Rarely does a film come out and display the level of emotions that are found within this film such as grief, sorrow, and misery.
There hasn’t been a movie recently that has beaten me down more emotionally than Baran bo Odar’s new film, The Silence. It’s like a bomb counting down to an explosion that never happens. But it’s not about the explosion, it’s about the tension that builds as the time ticks away.
Nearly every character in the film seems to have extreme emotional issues that are only amplified by the terrible crimes that are committed. At times Bo Odar’s film feels like a sledgehammer of anxiety hitting the viewer. While all of this sounds like a detriment to the film, I’m recommending it for its powerful impact and refusal to play nice.
The film begins in the mid 1980’s with two men watching a film in a small apartment. We don’t know who they are or what film they are watching. We then see them driving in a car in the country side until they see a young girl riding her bike alone. They follow her down a road in the middle of two fields.
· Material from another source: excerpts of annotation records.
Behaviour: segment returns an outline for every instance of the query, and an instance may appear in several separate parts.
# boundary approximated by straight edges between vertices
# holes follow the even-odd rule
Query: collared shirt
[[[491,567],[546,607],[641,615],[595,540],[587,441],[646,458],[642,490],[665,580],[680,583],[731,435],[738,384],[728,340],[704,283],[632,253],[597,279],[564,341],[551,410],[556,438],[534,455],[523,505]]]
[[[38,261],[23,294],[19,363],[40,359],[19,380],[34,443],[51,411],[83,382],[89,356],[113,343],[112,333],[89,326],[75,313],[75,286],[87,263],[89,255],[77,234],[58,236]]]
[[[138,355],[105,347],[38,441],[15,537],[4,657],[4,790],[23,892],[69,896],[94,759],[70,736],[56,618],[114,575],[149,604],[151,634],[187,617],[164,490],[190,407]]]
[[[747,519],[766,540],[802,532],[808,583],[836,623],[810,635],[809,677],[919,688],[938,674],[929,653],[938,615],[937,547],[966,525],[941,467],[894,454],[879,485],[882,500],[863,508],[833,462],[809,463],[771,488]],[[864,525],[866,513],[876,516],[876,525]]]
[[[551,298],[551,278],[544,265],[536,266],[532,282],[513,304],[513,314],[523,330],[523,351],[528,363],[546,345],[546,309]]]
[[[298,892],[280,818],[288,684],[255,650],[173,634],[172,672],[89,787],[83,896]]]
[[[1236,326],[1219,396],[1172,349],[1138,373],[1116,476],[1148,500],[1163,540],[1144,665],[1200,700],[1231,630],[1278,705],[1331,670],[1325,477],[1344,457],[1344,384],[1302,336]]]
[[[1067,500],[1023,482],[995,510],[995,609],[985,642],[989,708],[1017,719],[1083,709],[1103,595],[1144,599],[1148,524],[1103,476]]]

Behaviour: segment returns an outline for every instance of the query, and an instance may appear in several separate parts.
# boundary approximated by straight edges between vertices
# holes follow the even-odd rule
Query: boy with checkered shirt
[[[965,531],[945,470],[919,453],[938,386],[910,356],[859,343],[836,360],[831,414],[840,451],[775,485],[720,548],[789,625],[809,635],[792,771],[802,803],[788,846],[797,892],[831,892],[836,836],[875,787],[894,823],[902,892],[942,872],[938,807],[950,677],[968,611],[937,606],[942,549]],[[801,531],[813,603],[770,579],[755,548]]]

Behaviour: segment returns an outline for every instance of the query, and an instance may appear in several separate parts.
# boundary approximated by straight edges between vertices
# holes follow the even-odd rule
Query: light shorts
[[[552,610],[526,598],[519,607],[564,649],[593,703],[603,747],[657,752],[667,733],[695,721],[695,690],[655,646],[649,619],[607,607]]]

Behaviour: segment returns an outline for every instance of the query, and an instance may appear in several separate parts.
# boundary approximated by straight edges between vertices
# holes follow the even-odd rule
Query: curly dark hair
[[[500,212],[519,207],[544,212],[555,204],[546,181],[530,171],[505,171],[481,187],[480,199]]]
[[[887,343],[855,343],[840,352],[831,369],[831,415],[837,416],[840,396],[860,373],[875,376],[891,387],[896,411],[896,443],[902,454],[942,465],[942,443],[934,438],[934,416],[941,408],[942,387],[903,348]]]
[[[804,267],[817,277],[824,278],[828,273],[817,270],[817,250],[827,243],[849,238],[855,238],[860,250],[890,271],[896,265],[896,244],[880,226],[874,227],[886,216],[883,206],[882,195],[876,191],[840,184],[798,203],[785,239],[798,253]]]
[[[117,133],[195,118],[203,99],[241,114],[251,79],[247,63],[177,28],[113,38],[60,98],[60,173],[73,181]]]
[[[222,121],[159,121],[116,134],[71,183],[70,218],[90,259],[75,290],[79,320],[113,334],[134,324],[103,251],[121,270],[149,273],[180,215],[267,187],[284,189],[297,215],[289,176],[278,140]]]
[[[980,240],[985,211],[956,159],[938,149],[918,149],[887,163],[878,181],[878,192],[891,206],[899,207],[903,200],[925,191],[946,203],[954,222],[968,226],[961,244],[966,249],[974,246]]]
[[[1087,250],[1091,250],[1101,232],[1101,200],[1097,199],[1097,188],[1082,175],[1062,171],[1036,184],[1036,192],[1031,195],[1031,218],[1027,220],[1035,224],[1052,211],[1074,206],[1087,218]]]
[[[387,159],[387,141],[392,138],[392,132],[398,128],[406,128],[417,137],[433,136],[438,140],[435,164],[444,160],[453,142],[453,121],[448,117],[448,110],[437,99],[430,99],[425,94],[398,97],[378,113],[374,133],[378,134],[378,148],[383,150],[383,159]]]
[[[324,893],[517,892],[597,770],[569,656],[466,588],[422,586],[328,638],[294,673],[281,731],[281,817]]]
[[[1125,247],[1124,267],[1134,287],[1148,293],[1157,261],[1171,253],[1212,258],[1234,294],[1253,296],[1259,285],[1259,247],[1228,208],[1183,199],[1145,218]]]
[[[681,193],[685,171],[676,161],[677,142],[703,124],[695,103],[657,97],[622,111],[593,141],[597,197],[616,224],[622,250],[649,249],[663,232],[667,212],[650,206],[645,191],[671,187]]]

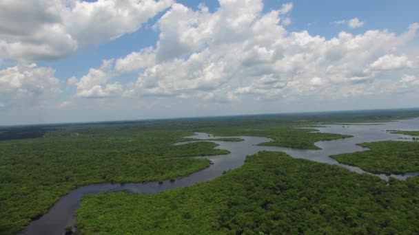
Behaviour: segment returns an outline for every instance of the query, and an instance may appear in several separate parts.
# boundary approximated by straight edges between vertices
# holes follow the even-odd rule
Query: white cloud
[[[364,22],[360,21],[358,18],[351,19],[348,22],[348,26],[352,29],[362,27],[362,25],[364,25]]]
[[[172,3],[172,0],[1,1],[0,56],[30,61],[66,56],[83,45],[136,30]]]
[[[113,60],[105,60],[99,69],[90,69],[89,73],[79,80],[70,78],[68,83],[76,86],[76,98],[98,98],[120,96],[123,92],[122,85],[118,82],[108,84],[108,80],[112,76],[113,66]]]
[[[31,102],[60,91],[59,80],[51,68],[21,64],[0,70],[0,102],[3,107],[15,101]]]
[[[380,86],[396,82],[388,72],[417,68],[405,54],[418,23],[399,35],[387,30],[342,32],[327,39],[304,30],[287,31],[283,17],[292,4],[269,12],[263,12],[260,0],[224,0],[220,5],[210,12],[203,5],[194,11],[173,4],[156,23],[159,38],[154,47],[116,59],[108,72],[98,72],[106,78],[81,89],[85,95],[78,89],[78,96],[106,96],[110,76],[137,71],[136,81],[118,87],[115,93],[223,102],[245,97],[341,98],[374,94]],[[96,80],[95,69],[102,70],[92,69],[89,80]]]
[[[412,62],[405,55],[397,56],[388,54],[378,58],[372,63],[369,65],[369,69],[371,71],[396,70],[409,68],[412,66]]]
[[[347,25],[347,26],[351,29],[362,27],[364,22],[359,20],[358,18],[352,18],[349,20],[340,20],[334,21],[333,23],[335,25]]]
[[[152,65],[156,60],[156,54],[152,47],[132,52],[124,58],[116,60],[115,70],[119,73],[127,73]]]
[[[282,7],[279,10],[281,14],[285,14],[289,12],[292,10],[292,3],[287,3],[283,4]]]

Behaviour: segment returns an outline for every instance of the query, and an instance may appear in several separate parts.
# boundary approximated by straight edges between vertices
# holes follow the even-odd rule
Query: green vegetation
[[[262,152],[207,182],[85,197],[81,234],[417,234],[419,177],[387,182]]]
[[[267,137],[273,142],[263,144],[316,149],[316,142],[349,137],[308,128],[319,123],[379,122],[418,115],[418,110],[396,110],[0,127],[0,234],[22,230],[74,187],[105,181],[174,179],[210,163],[174,157],[228,153],[212,148],[216,144],[211,142],[172,146],[195,131]],[[238,141],[222,139],[217,140]],[[193,220],[196,214],[191,212],[182,218],[190,216],[188,219]]]
[[[419,170],[418,142],[383,141],[358,145],[370,150],[330,157],[374,173],[400,174]]]
[[[227,154],[212,142],[172,146],[193,133],[83,127],[0,142],[0,234],[13,234],[61,196],[92,183],[174,179],[210,166],[172,157]],[[128,141],[129,140],[129,141]]]
[[[402,134],[411,136],[419,136],[419,131],[394,131],[391,132],[392,134]]]

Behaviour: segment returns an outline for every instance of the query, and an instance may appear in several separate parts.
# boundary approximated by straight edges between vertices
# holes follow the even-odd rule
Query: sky
[[[0,125],[418,107],[418,9],[0,0]]]

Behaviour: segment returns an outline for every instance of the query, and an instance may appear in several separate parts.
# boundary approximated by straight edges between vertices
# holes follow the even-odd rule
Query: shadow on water
[[[154,193],[172,188],[188,186],[217,177],[223,175],[224,170],[240,167],[243,165],[247,155],[254,155],[260,150],[283,151],[293,157],[304,158],[318,162],[334,164],[358,173],[365,173],[364,170],[358,167],[339,164],[329,156],[367,150],[366,148],[356,145],[357,143],[399,140],[400,137],[407,137],[404,135],[391,134],[386,130],[409,131],[418,130],[418,128],[419,118],[387,122],[381,125],[327,125],[326,127],[320,127],[318,129],[320,132],[351,135],[354,137],[316,142],[316,145],[321,148],[321,150],[299,150],[257,146],[258,144],[271,141],[269,138],[262,137],[234,136],[234,137],[240,137],[244,139],[244,141],[239,142],[214,141],[214,142],[219,144],[216,148],[226,149],[231,153],[224,155],[194,157],[206,158],[213,162],[213,164],[204,170],[176,179],[174,181],[166,180],[163,183],[159,183],[157,181],[127,183],[103,183],[79,187],[61,197],[45,214],[39,219],[32,221],[20,234],[55,235],[64,234],[64,229],[67,225],[74,225],[75,224],[75,219],[73,215],[79,208],[81,200],[84,195],[95,194],[101,191],[119,192],[122,190],[127,190],[133,193]],[[209,136],[207,133],[197,133],[195,135],[187,137],[212,139],[218,137]],[[411,138],[409,137],[409,139]],[[181,142],[175,144],[185,144],[189,142]],[[387,180],[389,177],[385,175],[374,175],[385,180]],[[419,175],[418,172],[405,175],[391,175],[391,177],[405,179],[417,175]]]

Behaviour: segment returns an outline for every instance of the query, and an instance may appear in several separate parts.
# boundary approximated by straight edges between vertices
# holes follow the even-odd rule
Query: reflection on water
[[[227,149],[231,153],[225,155],[207,157],[195,157],[210,159],[214,164],[207,168],[191,174],[189,176],[177,179],[175,181],[165,181],[163,184],[158,182],[130,183],[96,183],[91,184],[72,190],[68,194],[63,197],[48,212],[37,221],[32,221],[21,234],[62,234],[68,225],[74,224],[73,214],[80,204],[83,195],[94,194],[101,191],[128,190],[134,193],[154,193],[168,189],[185,187],[195,183],[205,181],[223,175],[224,170],[236,168],[243,165],[247,155],[251,155],[260,150],[283,151],[293,157],[304,158],[312,161],[335,164],[351,170],[362,173],[362,170],[358,167],[350,166],[338,163],[329,157],[331,155],[352,153],[365,150],[367,148],[360,147],[356,144],[382,140],[399,140],[399,137],[407,136],[398,134],[391,134],[386,130],[419,130],[419,118],[406,120],[398,122],[384,123],[381,125],[327,125],[318,128],[325,133],[334,133],[351,135],[352,138],[340,139],[332,141],[323,141],[316,143],[321,150],[298,150],[289,148],[274,146],[259,146],[259,143],[269,142],[271,139],[260,137],[238,136],[244,139],[240,142],[214,141],[219,144],[216,148]],[[218,137],[209,136],[207,133],[196,133],[188,137],[196,139],[212,139]],[[237,137],[237,136],[234,136]],[[409,139],[411,137],[409,137]],[[183,144],[187,142],[178,143]],[[388,179],[389,176],[376,175],[378,177]],[[419,175],[419,172],[410,172],[404,175],[391,175],[400,179]]]

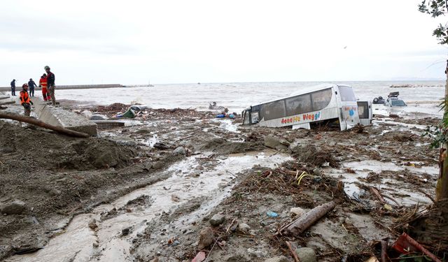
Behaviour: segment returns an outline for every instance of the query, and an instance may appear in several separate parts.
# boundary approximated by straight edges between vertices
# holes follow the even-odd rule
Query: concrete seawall
[[[38,119],[53,126],[62,126],[90,136],[97,136],[97,124],[89,121],[76,112],[48,105],[37,97],[31,97],[34,103],[34,111]]]

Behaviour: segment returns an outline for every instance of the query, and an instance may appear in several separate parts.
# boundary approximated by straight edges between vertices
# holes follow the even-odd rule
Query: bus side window
[[[325,108],[330,101],[331,101],[331,97],[332,93],[331,89],[325,90],[317,91],[311,94],[311,97],[313,101],[313,111],[318,111]]]
[[[261,105],[261,117],[263,120],[271,120],[285,117],[285,101],[279,100]]]
[[[249,111],[244,111],[244,115],[243,115],[243,124],[251,124],[249,120]]]
[[[341,93],[341,100],[342,101],[356,101],[355,93],[353,92],[353,89],[350,87],[346,87],[340,85],[339,91]]]
[[[286,116],[309,112],[312,110],[311,95],[309,94],[286,99]]]

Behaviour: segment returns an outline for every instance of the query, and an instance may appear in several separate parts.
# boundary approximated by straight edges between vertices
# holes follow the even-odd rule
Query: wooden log
[[[387,262],[387,241],[381,240],[381,262]]]
[[[313,208],[285,228],[285,233],[290,235],[301,234],[326,214],[332,210],[335,206],[336,203],[330,201]]]
[[[291,246],[291,243],[290,243],[288,241],[286,241],[285,242],[286,243],[286,245],[288,246],[288,248],[289,249],[289,252],[291,253],[291,255],[294,258],[294,261],[295,262],[300,262],[300,259],[299,259],[299,256],[298,256],[297,253],[295,253],[295,250],[294,250],[293,249],[293,246]]]
[[[375,195],[377,198],[378,198],[378,200],[382,203],[383,203],[383,204],[386,203],[386,201],[384,201],[384,198],[383,198],[383,197],[381,196],[381,194],[379,194],[379,191],[378,191],[378,189],[377,189],[376,188],[374,188],[373,187],[370,187],[370,191],[372,191],[372,193],[373,193],[374,195]]]
[[[74,136],[76,138],[88,138],[90,136],[85,133],[78,132],[76,131],[64,129],[61,126],[56,126],[51,124],[48,124],[47,123],[44,123],[41,120],[36,119],[34,117],[25,117],[17,114],[10,114],[10,113],[5,113],[0,112],[0,118],[6,118],[8,119],[13,119],[20,122],[23,122],[25,123],[34,124],[35,126],[43,127],[44,129],[50,129],[55,131],[57,133],[63,133],[64,135]]]

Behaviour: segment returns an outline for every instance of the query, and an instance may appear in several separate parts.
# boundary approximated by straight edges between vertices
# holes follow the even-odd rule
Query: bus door
[[[341,130],[349,129],[359,124],[358,104],[355,93],[351,87],[338,86],[339,92],[336,96],[340,110]]]

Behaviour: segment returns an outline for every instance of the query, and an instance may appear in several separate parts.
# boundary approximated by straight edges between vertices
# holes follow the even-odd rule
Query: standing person
[[[25,110],[24,115],[27,117],[29,117],[29,114],[31,113],[31,105],[33,104],[33,102],[29,98],[29,94],[28,94],[28,84],[26,83],[23,84],[22,86],[22,91],[20,91],[20,104],[23,106],[23,109]]]
[[[15,96],[15,79],[11,81],[11,96]]]
[[[50,99],[50,95],[47,90],[47,74],[44,73],[39,79],[39,87],[42,87],[42,96],[43,96],[43,101],[47,101]]]
[[[55,74],[50,71],[50,66],[45,66],[44,68],[46,72],[47,72],[47,85],[48,87],[50,97],[51,97],[51,102],[53,105],[56,105],[56,99],[55,98]]]
[[[28,87],[29,87],[29,95],[34,96],[34,88],[36,85],[34,81],[33,81],[33,78],[29,78],[29,81],[28,81]]]

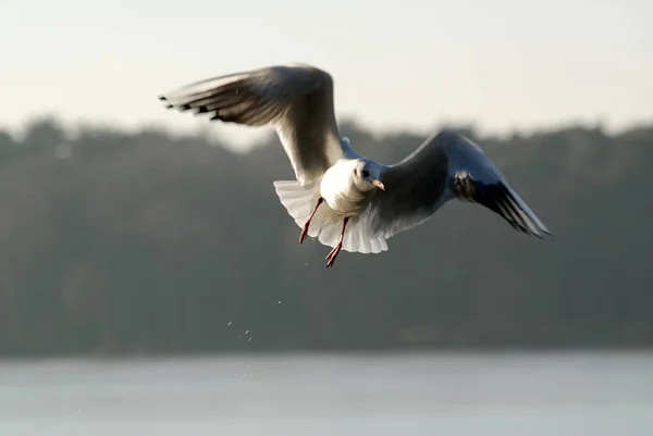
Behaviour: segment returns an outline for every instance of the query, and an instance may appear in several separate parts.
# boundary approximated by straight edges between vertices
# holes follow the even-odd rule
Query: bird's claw
[[[335,258],[337,258],[337,254],[340,253],[340,250],[343,248],[343,244],[338,242],[333,250],[331,250],[329,252],[329,254],[326,254],[325,260],[326,262],[326,267],[332,267],[333,266],[333,262],[335,262]]]

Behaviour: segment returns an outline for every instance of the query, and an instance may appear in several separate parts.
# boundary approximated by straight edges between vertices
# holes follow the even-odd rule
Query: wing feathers
[[[454,198],[492,210],[527,235],[551,234],[481,148],[449,130],[389,166],[383,183],[386,191],[375,196],[370,217],[373,228],[386,237],[420,225]]]
[[[270,66],[196,82],[161,96],[168,109],[276,129],[297,180],[317,182],[343,153],[331,76],[310,65]]]

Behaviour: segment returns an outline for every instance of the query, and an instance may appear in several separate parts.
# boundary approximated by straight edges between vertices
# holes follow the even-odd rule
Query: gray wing
[[[276,129],[297,180],[317,180],[343,153],[333,80],[316,67],[289,64],[197,82],[159,97],[169,109],[210,120]]]
[[[528,235],[551,234],[481,148],[454,132],[427,139],[382,179],[385,190],[375,194],[368,220],[385,237],[421,224],[454,198],[481,204]]]

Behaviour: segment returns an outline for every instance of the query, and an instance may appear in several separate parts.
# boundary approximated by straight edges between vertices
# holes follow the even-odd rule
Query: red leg
[[[308,226],[310,225],[310,220],[312,220],[312,217],[315,216],[316,212],[318,211],[318,208],[320,207],[320,204],[322,204],[322,201],[324,201],[324,199],[322,197],[320,197],[318,199],[318,203],[316,204],[313,211],[311,212],[310,216],[308,217],[308,221],[306,222],[306,224],[304,224],[304,229],[301,231],[301,235],[299,235],[299,244],[304,242],[304,239],[306,239],[306,237],[308,236]]]
[[[348,222],[349,222],[349,217],[345,216],[345,220],[343,221],[343,231],[341,232],[341,238],[337,241],[336,246],[333,247],[333,250],[331,250],[331,252],[326,256],[326,260],[329,261],[329,262],[326,262],[326,267],[333,266],[333,262],[335,262],[335,258],[337,258],[337,253],[340,253],[340,250],[342,250],[342,248],[343,248],[343,239],[345,238],[345,228],[347,227]]]

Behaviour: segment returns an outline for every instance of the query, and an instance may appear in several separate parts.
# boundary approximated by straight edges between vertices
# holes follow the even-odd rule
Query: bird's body
[[[378,253],[386,239],[415,227],[452,199],[475,202],[526,234],[550,234],[480,147],[454,132],[428,138],[385,165],[356,153],[335,122],[333,82],[303,64],[272,66],[202,80],[162,96],[169,108],[211,120],[276,129],[296,180],[274,182],[281,203],[303,228],[341,249]]]

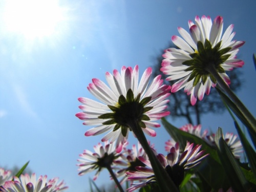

One of the men gets out and brutally rapes and murders her.
Cut to present day where the majority of the story takes place. We first meet Elena who is the mother of the victim in the past scenes. She’s obviously still very affected by the event. We also meet Sinnika, a young teenage girl who, when we meet her, is getting into an argument with her parents. She rides off on her bike, never to be seen again.
Sinnika goes missing in the same exact spot where the previous crime was committed, thus re-opening old wounds as a new investigation is opened. One of the investigators is Krischan, a detective who is about to retire. Feeling like he has a second chance after failing to solve the original case, Krischan fully throws himself into the investigation.
David, the lead detective on the case and one of the film’s more sympathetic characters, is just getting over losing his wife to cancer. While delving further into the case his depression soon takes over, as we watch his mental state slowly deteriorate throughout the film.
I was surprised at how immediate the film’s dread-filled atmosphere is established. A lot of the credit goes to the film’s sound design, feeling straight out of a David Lynch film. Other credit must also go to cinematographer Nickolaus Summerer whose framing of the film is immaculate.
While the story and the procedural are a great backbone for the film, it’s what bo Odar gets across to the audience that is the real story here. He shows, with great effect, how a crime reaches everyone involved in different ways with the same overall effect. All of the main characters have fragile emotions that are amplified by the central crime.
The closing scenes of The Silence don’t offer much hope for anyone involved. As I mentioned before, I felt pretty demoralized when I finished the film. Films like The Silence take courage to make. Rarely does a film come out and display the level of emotions that are found within this film such as grief, sorrow, and misery. bo Odar’s film spends two hours plummeting you to excruciating depths of its characters’ lives, but when it’s all said and done, you’ll feel richer for having watched a film that leaves everything on the table.